Re: Optimizing nbtree ScalarArrayOp execution, allowing multi-column ordered scans, skip scan

From: Peter Geoghegan <pg(at)bowt(dot)ie>
To: Matthias van de Meent <boekewurm+postgres(at)gmail(dot)com>
Cc: PostgreSQL Hackers <pgsql-hackers(at)lists(dot)postgresql(dot)org>, Tom Lane <tgl(at)sss(dot)pgh(dot)pa(dot)us>, Tomas Vondra <tomas(dot)vondra(at)enterprisedb(dot)com>, Jeff Davis <pgsql(at)j-davis(dot)com>, benoit <benoit(at)hopsandfork(dot)com>, Alexander Korotkov <aekorotkov(at)gmail(dot)com>, Heikki Linnakangas <hlinnaka(at)iki(dot)fi>
Subject: Re: Optimizing nbtree ScalarArrayOp execution, allowing multi-column ordered scans, skip scan
Date: 2024-01-19 22:41:59
Message-ID: CAH2-Wzk0B0Ccso31cr1Eo8mfEE5jaggez6kD6WfmPhOQzhkSPA@mail.gmail.com
Views: Raw Message | Whole Thread | Download mbox | Resend email
Thread:
Lists: pgsql-hackers

On Thu, Jan 18, 2024 at 11:39 AM Matthias van de Meent
<boekewurm+postgres(at)gmail(dot)com> wrote:
> > I'm not going to break out the planner changes, because they're *not*
> > independent in any way.
>
> The planner changes depend on the btree changes, that I agree with.
> However, I don't think that the btree changes depend on the planner
> changes.

Yeah, technically it would be possible to break out the indxpath.c
changes -- that wouldn't leave the tree in a state with visibly-wrong
behavior at any point. But that's far from the only thing that
matters. If that was the standard that we applied, then I might have
to split the patch into 10 or more patches.

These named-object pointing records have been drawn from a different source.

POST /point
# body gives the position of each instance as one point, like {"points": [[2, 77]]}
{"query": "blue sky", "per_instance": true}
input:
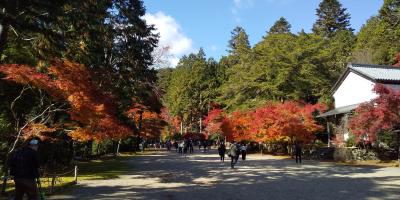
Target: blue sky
{"points": [[187, 25]]}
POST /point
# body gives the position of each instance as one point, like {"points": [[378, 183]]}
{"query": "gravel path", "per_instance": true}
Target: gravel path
{"points": [[167, 176]]}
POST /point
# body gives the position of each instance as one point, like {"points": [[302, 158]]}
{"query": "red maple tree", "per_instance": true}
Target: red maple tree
{"points": [[381, 113]]}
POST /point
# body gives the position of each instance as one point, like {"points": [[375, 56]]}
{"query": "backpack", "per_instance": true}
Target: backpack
{"points": [[18, 163]]}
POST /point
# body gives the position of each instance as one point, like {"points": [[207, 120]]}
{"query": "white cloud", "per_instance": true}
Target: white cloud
{"points": [[281, 2], [238, 5], [171, 35]]}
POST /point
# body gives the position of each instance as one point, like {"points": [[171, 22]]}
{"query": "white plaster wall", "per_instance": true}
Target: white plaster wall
{"points": [[353, 90]]}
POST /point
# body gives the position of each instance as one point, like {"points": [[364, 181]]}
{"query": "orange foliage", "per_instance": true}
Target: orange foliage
{"points": [[273, 121], [95, 112]]}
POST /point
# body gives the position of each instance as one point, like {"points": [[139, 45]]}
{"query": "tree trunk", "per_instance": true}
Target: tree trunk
{"points": [[119, 143], [398, 148]]}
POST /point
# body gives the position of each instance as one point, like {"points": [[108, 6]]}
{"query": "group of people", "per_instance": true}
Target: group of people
{"points": [[235, 150], [183, 146]]}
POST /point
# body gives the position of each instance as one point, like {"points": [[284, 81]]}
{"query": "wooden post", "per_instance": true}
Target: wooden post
{"points": [[119, 143], [76, 174], [398, 146], [5, 178], [329, 133], [53, 182]]}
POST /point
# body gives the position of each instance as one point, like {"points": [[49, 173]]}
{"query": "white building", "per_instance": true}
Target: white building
{"points": [[355, 86]]}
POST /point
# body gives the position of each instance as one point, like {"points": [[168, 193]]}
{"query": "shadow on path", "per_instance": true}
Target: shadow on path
{"points": [[165, 175]]}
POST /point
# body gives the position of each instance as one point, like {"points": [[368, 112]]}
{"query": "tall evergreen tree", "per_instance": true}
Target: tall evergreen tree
{"points": [[280, 26], [378, 40], [390, 12], [331, 18], [133, 46], [239, 42]]}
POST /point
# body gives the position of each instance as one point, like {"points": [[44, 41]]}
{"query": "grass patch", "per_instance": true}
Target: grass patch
{"points": [[103, 168]]}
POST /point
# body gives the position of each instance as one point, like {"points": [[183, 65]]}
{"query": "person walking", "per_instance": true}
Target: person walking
{"points": [[180, 147], [191, 150], [243, 151], [221, 151], [297, 149], [24, 166], [234, 154]]}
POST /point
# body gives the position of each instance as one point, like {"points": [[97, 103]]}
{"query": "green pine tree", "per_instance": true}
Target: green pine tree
{"points": [[331, 18], [280, 26]]}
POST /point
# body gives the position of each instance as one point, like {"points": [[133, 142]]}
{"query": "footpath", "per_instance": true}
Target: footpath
{"points": [[168, 176]]}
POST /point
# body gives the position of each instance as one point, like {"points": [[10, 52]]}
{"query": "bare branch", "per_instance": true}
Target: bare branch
{"points": [[26, 124]]}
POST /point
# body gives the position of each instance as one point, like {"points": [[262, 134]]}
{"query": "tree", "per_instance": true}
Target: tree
{"points": [[239, 43], [94, 112], [381, 113], [280, 26], [214, 122], [331, 18]]}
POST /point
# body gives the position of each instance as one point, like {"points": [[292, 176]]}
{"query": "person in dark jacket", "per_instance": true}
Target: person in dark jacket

What it boils down to is this: it is totally natural for me to think
of the planner changes as integral to the nbtree changes, so I'm going
to include them together in one commit. That's just how the code was
written -- I always thought about it as one single thing. The majority
of the queries that I've used to promote the patch directly rely on
the planner changes in one way or another (even back in v1, when the
planner side of things had lots of kludges).

I don't necessarily always follow that standard. Sometimes it is
useful to further break things up. Like when it happens to make the
high-level division of labor a little bit clearer. The example that
comes to mind is commit dd299df8 and commit fab25024. These nbtree
commits were essentially one piece of work that was broken into two,
but committed within minutes of each other, and left the tree in a
momentary state that was not-very-useful (though still correct). That
made sense to me at the time because the code in question was
mechanically distinct, while at the same time modifying some of the
same nbtree files. Drawing a line under it seemed to make sense.

I will admit that there is some amount of subjective judgement (gasp!)
here. Plus I'll acknowledge that it's *slightly* odd that the most
compelling cases for the SAOP patch almost all involve savings in heap
page accesses, even though it is fundamentally a B-Tree patch. But
that's just how it came out. Slightly odd things happen all the time.

> I would agree with you if this was about new APIs and features, but
> here existing APIs are being repurposed without changing them. A
> maintainer of index AMs would not look at the commit title 'Enhance
> nbtree ScalarArrayOp execution' and think "oh, now I have to make sure
> my existing amsearcharray+amcanorder handling actually supports
> non-prefix arrays keys and return data in index order".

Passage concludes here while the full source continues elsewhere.